Dann der dritte Punkt, der ohne Haken dran. Der mit den Obergrenzen für den Zuzug von Flüchtlingen. Der "ist jetzt nicht ganz so einfach wie eins und zwei", sagt Seehofer. Aber er will hier keine Türen zuschlagen. Es sei seine "tiefe, tiefe Überzeugung", dass die Flüchtlingspolitik nicht "ohne eine Begrenzung oder Reduzierung oder Rückführung - wir favorisieren die Begrenzung - klug und menschenwürdig zu lösen ist".

Um Missverständnissen vorzubeugen: "Ich gebe gar nichts auf. Das erwarte ich nicht von Ihnen und ihr nicht von mir." Aber ob das jetzt Kontingente oder Obergrenze oder sonst wie heißt, "da können wir jetzt Sprachwissenschaftler einsetzen, die uns genau den Unterschied erläutern". Für Seehofer steht fest: Die Bevölkerung interessiere am Ende allein, ob es gelinge, die Flüchtlingszahlen zu reduzieren. "Denn politisch abgerechnet wird am Ende über die Zahl von Flüchtlingen."

Das ist zugleich ein Entgegenkommen als auch wieder ein Schlag gegen Merkel. Die hatte im Leitantrag der CDU jedes Wort abgelehnt, in dem Grenze in irgendeinem Zusammenhang auftaucht. Der Kompromiss lautet jetzt, die Zahl der Flüchtlinge zu "verringern".

"Es gibt kein Land auf dieser Erde, das unbegrenzt Flüchtlinge aufnimmt"

Seehofer macht klar, dass er das für ziemlich daneben hält: "Es gibt kein Land auf dieser Erde, das unbegrenzt Flüchtlinge aufnimmt. Und auch die Bundesrepublik Deutschland würde das auf Dauer nicht schaffen." Merkel klatscht nicht.

Noch mehr dürfte sie nerven, dass Seehofer sie über Umwege auch noch verantwortlich macht für das Erstarken der rechtpopulistischen AfD. Rechts von der Union dürfe es keine demokratisch legitimierte Partei geben, sagte er. Dafür kämpfe er. Merkel jetzt nicht unbedingt. Die fühlt sich mit ihrer Links-der-Mitte-CDU ganz wohl. Und wenn es die AfD im März in Rheinland-Pfalz und Baden-Württemberg in die Parlamente schafft, könnten die CDU-Kandidaten sogar Ministerpräsidenten werden.
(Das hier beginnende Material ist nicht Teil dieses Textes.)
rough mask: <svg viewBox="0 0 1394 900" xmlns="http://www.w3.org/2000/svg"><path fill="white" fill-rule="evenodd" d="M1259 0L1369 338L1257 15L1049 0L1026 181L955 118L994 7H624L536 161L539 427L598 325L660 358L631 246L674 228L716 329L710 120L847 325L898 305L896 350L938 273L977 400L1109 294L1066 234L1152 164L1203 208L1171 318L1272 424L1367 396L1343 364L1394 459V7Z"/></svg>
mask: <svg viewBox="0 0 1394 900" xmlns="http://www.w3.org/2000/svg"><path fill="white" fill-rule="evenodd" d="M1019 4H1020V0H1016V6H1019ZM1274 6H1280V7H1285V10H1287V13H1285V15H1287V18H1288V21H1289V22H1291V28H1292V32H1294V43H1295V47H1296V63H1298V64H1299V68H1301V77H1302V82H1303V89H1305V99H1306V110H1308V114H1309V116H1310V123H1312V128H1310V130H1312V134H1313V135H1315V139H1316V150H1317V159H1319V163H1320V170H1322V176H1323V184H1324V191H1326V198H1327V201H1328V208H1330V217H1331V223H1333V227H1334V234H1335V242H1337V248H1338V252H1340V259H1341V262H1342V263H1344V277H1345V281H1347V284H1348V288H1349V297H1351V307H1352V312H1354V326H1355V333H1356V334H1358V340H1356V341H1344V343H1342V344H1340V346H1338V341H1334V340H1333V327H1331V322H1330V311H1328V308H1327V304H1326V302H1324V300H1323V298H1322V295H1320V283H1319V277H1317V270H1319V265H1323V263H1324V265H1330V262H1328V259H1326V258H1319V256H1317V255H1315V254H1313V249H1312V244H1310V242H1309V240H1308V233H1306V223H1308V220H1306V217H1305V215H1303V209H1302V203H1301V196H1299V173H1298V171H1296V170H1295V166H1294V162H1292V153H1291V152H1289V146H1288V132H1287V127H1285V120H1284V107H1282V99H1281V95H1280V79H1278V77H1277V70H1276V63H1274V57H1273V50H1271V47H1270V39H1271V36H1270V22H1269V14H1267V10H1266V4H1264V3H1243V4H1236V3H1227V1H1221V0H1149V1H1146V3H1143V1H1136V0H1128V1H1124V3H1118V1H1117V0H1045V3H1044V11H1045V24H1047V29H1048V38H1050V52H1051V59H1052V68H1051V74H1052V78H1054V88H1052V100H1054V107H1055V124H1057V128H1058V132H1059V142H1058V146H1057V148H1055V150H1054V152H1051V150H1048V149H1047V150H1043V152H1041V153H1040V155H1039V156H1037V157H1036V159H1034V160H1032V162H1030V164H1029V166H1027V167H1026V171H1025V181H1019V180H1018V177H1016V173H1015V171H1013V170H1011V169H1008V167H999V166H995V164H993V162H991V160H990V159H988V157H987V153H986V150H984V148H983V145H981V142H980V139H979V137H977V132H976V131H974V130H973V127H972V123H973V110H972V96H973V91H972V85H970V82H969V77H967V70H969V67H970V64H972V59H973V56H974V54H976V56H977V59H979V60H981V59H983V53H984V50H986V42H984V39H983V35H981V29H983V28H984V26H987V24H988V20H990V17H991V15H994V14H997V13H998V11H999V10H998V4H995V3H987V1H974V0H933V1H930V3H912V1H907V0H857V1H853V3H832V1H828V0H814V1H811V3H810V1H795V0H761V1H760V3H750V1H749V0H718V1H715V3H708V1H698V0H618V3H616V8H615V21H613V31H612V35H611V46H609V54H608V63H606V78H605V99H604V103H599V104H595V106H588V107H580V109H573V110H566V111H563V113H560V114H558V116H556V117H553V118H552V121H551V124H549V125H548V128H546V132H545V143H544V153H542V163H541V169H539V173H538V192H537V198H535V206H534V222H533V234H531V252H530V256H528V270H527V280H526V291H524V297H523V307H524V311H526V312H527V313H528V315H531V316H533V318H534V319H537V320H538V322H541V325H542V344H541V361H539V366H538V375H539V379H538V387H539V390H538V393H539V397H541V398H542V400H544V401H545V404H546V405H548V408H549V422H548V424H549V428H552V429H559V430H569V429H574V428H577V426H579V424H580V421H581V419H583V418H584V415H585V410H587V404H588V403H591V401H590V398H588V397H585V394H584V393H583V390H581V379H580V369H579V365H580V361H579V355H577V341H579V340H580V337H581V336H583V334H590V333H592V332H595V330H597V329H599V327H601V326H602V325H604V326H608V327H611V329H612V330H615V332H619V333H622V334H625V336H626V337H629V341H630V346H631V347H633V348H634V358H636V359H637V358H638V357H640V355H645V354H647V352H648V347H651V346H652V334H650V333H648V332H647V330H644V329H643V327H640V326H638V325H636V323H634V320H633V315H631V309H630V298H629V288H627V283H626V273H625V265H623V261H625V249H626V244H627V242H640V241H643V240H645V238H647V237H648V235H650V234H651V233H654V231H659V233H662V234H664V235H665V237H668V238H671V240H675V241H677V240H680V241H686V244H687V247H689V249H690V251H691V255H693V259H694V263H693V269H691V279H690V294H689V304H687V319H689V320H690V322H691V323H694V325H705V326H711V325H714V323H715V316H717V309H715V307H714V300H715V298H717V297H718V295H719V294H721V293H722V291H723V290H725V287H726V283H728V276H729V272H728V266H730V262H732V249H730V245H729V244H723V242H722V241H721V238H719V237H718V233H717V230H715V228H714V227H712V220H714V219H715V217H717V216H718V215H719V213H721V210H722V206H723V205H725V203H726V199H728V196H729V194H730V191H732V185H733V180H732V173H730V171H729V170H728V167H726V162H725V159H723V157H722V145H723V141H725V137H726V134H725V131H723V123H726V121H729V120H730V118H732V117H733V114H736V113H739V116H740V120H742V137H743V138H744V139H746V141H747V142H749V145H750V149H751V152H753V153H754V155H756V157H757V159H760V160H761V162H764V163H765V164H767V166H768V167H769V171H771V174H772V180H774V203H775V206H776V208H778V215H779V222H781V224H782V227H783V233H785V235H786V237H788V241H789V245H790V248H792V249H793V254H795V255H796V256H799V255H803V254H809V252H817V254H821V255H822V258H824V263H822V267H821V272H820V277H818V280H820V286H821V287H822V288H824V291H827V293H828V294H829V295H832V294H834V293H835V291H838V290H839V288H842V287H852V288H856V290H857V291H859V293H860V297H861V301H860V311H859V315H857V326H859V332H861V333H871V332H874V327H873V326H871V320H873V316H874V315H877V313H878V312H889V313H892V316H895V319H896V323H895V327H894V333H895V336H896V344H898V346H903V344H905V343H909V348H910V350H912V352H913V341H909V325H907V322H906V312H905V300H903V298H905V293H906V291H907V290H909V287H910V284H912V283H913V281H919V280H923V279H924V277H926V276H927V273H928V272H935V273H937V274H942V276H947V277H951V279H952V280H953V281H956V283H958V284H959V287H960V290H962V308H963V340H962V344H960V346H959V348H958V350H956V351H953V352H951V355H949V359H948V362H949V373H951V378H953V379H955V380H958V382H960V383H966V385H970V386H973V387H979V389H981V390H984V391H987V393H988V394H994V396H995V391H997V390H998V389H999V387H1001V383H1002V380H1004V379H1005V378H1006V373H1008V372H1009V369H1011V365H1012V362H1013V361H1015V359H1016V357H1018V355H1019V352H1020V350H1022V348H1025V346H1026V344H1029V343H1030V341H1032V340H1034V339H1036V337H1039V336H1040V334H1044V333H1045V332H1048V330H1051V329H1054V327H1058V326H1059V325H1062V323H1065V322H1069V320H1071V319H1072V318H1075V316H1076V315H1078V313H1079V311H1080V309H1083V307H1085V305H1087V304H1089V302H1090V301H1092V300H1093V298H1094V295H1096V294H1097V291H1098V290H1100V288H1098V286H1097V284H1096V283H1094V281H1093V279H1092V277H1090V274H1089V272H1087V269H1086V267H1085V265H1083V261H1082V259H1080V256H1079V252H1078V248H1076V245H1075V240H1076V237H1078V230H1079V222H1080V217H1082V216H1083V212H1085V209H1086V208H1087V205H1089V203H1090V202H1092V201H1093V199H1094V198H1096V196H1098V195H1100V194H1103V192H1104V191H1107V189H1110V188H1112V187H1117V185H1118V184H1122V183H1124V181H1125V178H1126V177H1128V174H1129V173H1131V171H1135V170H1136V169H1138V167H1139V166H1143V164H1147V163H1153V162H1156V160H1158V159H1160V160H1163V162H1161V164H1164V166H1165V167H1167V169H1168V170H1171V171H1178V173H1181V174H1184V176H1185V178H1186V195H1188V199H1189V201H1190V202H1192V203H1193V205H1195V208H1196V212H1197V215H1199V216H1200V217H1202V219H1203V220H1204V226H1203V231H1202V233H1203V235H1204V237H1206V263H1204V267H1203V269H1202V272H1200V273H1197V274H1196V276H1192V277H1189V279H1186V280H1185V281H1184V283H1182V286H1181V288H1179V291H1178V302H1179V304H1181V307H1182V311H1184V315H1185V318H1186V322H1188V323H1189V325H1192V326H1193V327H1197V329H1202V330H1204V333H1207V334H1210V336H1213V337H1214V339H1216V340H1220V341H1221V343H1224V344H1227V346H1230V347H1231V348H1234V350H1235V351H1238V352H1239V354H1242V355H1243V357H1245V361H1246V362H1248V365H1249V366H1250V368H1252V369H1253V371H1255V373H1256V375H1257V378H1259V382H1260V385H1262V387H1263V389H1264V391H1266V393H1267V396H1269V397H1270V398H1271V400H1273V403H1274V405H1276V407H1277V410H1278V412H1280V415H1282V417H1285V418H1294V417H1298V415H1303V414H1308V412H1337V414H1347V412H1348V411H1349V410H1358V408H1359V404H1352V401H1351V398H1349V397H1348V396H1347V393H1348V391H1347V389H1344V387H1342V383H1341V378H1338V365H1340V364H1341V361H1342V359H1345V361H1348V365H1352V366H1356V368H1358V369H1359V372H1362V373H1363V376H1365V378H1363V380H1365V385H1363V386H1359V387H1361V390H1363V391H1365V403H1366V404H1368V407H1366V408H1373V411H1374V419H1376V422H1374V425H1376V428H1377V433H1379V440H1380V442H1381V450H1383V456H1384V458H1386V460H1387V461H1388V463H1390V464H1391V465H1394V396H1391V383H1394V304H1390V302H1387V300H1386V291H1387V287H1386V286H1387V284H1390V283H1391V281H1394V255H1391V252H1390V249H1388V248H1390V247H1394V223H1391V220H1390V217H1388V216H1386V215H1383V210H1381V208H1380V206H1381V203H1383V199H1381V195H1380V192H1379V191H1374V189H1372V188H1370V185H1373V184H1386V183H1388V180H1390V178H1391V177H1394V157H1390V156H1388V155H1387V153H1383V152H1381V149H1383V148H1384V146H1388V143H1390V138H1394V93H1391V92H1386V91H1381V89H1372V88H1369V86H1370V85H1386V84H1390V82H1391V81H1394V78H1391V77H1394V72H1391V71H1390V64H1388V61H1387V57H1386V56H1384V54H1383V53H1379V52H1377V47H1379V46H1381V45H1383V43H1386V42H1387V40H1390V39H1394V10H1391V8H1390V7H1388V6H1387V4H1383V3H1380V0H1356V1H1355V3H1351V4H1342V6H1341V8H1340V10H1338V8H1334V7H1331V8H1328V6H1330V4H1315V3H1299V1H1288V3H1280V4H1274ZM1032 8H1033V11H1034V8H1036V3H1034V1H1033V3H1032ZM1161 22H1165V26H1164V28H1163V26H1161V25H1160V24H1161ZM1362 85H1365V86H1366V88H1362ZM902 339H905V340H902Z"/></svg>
Seehofer sendet keine Botschaften, die Merkel milde stimmen konnten. Von ihr kommt kein öffentliches Wort zu seinem Gastbeitrag. Nicht vor der Rede, nicht nach der Rede. Als Seehofer wieder neben ihr sitzt, ganz links auf der Bühne, steht sie auf, geht ins Plenum, begrüßt Parteitagsgäste. Geht nach ganz rechts, schüttelt der CSU-Landesgruppenchefin Gerda Hasselfeldt die Hand. Geht zurück nach rechts, tauscht hier ein Wort, da ein Wort. Nur nicht zu lang neben Seehofer sitzen müssen. So sieht das aus. Seehofer hat es überzogen auf dem CSU-Parteitag. Und hat in Karlsruhe nicht wieder glattbügeln können. Das hat sie ihn hier deutlich spüren lassen.